Precisamente quienes escribimos esta columna, nos ubicamos, en aquellos que ven en la anomia, la posibilidad de un futuro societal distinto. Si retómanos al sociólogo francés Michele Maffesoli, la anomia es el motor de toda sociedad que permite configurar nuevos vínculos sociales, y en este escenario, los y las jóvenes son como “jinetes cabalgando en medio de la tormenta” (Rossana Reguillo).
Más allá de lo que algunos columnistas han criticado la llamada “beatería juvenil” (metiendo todo en un mismo saco: anarquismo, barras bravas, narcotráfico, etc.), sin hacerse cargo de su propio sesgo academicista y cautivo de una única, excluyente y universal forma de racionalidad, lo que se tiene que hacer es observar con mayor distancia y menor afectación emocional los fenómenos asociados con el estallido social del 18-O, particularmente los referidos a episodios protagonizados por las nuevas generaciones.
Por último, para realizar un ejercicio interpretativo menos destemplado y reduccionista, tenemos que preguntarnos: ¿en qué medida la participación de jóvenes en estos eventos se explica únicamente porque están siendo “presas de sus pulsiones”? ¿en qué medida estos grupos de jóvenes estarían siendo cautivos de una “falta de orientación normativa de sus propios impulsos”? ¿hasta qué punto se trataría de “un espasmo violento” que no ha logrado expresar una agenda de reivindicaciones coherentes, por lo cual estaríamos frente a una “anomia generacional”?

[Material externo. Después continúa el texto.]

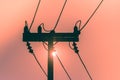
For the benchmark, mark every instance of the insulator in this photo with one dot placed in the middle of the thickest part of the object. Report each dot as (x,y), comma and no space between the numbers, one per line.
(26,27)
(75,48)
(29,47)
(40,29)
(75,29)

Las respuestas a estas preguntas no son fáciles y no se pueden responder solo recurriendo al concepto de anomia (cuyo origen decimonónico se remonta al año 1897, en Europa). Requerimos de otros marcos interpretativos; “abrir las ciencias sociales”, sacudirnos de las viejas tradiciones, lo que supone como diría Immanuel Wallerstein “impensar” esos marcos interpretativos y hacerlos más sensibles (Maffesoli) a las nuevas y complejas realidades sociales. El desafío es, acompañar a los/las jóvenes y producir espacios de co-laboración entre generaciones, en este mar de incertidumbres que hoy habitamos.